Już w sobotę 28 października kibiców piłki nożnej na całym świecie czeka nie lada wydarzenie. Mowa bowiem o kolejnej odsłonie El Clasico, czyli starcia Barcelony z Realem Madryt. Wiele wskazuje na to, że tym razem spotkanie odbędzie się w obecności prezesa "Królewskich", Florentino Pereza, aczkolwiek pozostanie to niewiadomą aż do pierwszego gwizdka.
Ktoś, kto nie śledzi na co dzień wydarzeń futbolowych z Półwyspu Iberyjskiego może być zaskoczony takimi doniesieniami. Wszak sternik Realu Madryt jest stałym bywalcem meczów z udziałem swojego zespołu, zwłaszcza podczas tak prestiżowych starć jak te z FC Barcelona.

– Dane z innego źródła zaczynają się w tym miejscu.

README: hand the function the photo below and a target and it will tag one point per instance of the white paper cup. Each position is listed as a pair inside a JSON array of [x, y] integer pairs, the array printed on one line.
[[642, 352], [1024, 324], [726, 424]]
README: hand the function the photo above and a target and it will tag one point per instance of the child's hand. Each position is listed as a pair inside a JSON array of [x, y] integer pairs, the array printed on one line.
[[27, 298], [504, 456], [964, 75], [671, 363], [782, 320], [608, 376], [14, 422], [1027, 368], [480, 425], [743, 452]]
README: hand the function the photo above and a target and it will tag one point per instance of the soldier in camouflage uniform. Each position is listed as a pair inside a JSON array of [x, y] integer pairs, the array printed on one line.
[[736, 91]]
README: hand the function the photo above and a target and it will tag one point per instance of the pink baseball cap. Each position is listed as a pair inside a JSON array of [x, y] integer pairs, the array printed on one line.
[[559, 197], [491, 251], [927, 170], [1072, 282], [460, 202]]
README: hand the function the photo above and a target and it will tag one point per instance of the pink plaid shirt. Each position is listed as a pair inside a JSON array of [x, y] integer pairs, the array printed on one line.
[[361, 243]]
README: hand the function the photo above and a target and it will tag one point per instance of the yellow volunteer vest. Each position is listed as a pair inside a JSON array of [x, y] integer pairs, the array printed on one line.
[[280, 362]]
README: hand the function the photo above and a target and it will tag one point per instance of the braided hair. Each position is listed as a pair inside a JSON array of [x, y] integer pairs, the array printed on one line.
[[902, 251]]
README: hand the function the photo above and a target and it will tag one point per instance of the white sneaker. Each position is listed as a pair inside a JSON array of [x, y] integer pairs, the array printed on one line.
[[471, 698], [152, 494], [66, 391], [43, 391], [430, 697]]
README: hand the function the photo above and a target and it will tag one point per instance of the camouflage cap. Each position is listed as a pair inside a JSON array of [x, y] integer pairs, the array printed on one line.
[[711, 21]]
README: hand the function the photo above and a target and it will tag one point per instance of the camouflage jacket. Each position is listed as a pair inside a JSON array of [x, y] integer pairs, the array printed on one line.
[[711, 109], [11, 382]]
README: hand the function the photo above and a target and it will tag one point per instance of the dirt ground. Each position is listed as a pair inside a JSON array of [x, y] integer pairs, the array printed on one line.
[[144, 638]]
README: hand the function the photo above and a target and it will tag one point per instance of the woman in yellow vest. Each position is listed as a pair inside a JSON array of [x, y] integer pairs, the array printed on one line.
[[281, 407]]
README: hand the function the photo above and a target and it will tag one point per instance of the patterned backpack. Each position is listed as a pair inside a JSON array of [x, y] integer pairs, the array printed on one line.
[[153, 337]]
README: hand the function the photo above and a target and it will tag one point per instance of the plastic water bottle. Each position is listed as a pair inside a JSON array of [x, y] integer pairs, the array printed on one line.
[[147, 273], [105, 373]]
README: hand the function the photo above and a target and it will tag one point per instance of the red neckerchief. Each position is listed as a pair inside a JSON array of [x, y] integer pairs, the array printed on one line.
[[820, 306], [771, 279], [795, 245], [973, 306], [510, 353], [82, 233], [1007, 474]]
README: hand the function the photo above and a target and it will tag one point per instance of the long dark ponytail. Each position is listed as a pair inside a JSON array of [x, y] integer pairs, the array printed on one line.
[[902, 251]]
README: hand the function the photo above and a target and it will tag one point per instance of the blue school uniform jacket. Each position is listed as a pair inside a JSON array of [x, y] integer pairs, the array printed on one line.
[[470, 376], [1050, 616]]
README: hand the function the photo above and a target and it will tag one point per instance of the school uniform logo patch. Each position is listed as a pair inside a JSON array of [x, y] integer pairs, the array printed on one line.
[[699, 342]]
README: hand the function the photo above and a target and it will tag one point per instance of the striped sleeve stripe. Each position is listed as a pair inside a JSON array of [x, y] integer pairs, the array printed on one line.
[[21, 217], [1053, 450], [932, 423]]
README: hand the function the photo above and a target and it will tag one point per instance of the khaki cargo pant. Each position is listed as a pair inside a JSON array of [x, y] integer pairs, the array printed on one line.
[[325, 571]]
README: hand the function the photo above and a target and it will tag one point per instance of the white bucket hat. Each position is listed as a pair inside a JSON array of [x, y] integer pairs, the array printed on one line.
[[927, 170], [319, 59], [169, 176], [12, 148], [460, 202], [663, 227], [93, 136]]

Warto jednak podkreślić, że Perez oraz inni oficjele klubu ze stolicy Hiszpanii nie zjawili się na ostatnim El Clasico, którego gospodarzem była "Duma Katalonii". A to ze względu na głośną w kraju aferę "Negreiry". FC Barcelona została oskarżona o wręczanie łapówek wiceszefowi sędziów, który miał wpływać na innych arbitrów i korzystne podejmowanie decyzji względem "Blaugrany". Jednym z zagorzałych zwolenników ukarania klubu był Real, a jego włodarze z Perezem na czele w ramach oskarżeń, postanowili nie zjawiać się na Camp Nou podczas ostatniego starcia z Barceloną.

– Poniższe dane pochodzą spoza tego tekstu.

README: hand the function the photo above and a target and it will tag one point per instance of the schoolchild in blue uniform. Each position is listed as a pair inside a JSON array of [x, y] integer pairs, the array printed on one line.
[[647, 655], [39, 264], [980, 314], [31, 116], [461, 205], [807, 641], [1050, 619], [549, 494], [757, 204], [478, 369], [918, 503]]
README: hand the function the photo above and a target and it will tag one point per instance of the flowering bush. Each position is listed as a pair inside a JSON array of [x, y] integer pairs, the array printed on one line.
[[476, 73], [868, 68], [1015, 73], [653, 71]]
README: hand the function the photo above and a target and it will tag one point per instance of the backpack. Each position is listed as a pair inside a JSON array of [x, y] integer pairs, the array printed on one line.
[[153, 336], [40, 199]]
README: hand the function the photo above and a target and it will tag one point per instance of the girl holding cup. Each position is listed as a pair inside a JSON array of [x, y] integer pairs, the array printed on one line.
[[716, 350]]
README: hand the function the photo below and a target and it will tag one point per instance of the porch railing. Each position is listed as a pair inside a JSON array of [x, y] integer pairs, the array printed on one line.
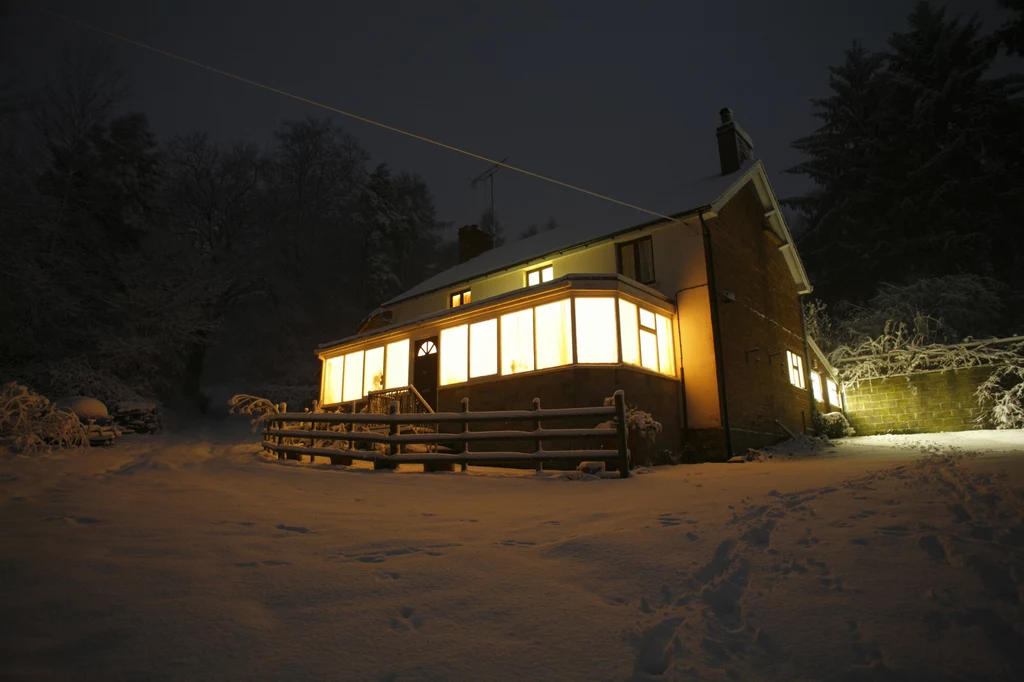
[[295, 434]]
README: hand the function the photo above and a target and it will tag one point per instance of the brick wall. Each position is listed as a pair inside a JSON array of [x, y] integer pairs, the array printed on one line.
[[915, 403], [758, 327]]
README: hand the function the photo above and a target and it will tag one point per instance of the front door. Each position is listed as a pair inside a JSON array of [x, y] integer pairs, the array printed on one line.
[[425, 370]]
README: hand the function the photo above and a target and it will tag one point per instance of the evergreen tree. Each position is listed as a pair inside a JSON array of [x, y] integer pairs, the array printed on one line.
[[918, 165]]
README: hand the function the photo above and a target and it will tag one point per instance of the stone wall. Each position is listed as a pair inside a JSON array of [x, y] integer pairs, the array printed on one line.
[[916, 403]]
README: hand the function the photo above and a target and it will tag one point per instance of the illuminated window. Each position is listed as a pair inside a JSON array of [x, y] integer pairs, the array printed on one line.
[[666, 355], [834, 396], [373, 370], [482, 348], [630, 332], [333, 380], [636, 260], [554, 334], [455, 354], [595, 328], [517, 342], [648, 340], [546, 273], [816, 386], [396, 371], [796, 364], [353, 377]]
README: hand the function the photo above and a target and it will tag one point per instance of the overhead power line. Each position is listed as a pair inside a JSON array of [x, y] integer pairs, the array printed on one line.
[[313, 102]]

ZOBACZ TAKŻE: Iwanow: Europa da się lubić. Ale tylko jeśli punktujesz
Mimo że wyrok w tej sprawie jeszcze nie zapadł i Barcelonie nadal grożą poważne reperkusje, to relacje na linii klub ze stolicy Katalonii - "Królewscy" najprawdopodobniej uległy poprawie. Prezes Barcy, Joan Laporta zaapelował za pośrednictwem katalońskiego radia o przybycie Pereza na stadion olimpijski, gdzie swoje mecze w tym sezonie rozgrywa ekipa Xaviego Hernandeza.
- Moje relacje z Florentino (Perezem - przyp. red.) są prawidłowe. Nie wiem, czy zjawi się na meczu. Ostatnio go zabrakło. Chciałbym, żeby przyjechał, ponieważ El Clasico to najlepsze widowisko na świecie i byłoby dobrze, gdyby oba zespoły miały swoich reprezentantów podczas meczu - rzekł Laporta.
Czy Perez wysłucha prośby swojego vis-a-vis i przyjmie zaproszenie? O tym przekonamy się w sobotni wieczór.
Warto zaznaczyć, że nie tylko obecność sternika Realu podczas El Clasico jest znakiem zapytania. Dotyczy to również Roberta Lewandowskiego, który wraca po kontuzji stawu skokowego i obecnie trwa wyścig z czasem, aby kapitan naszej kadry mógł wystąpić w tak prestiżowym spotkaniu.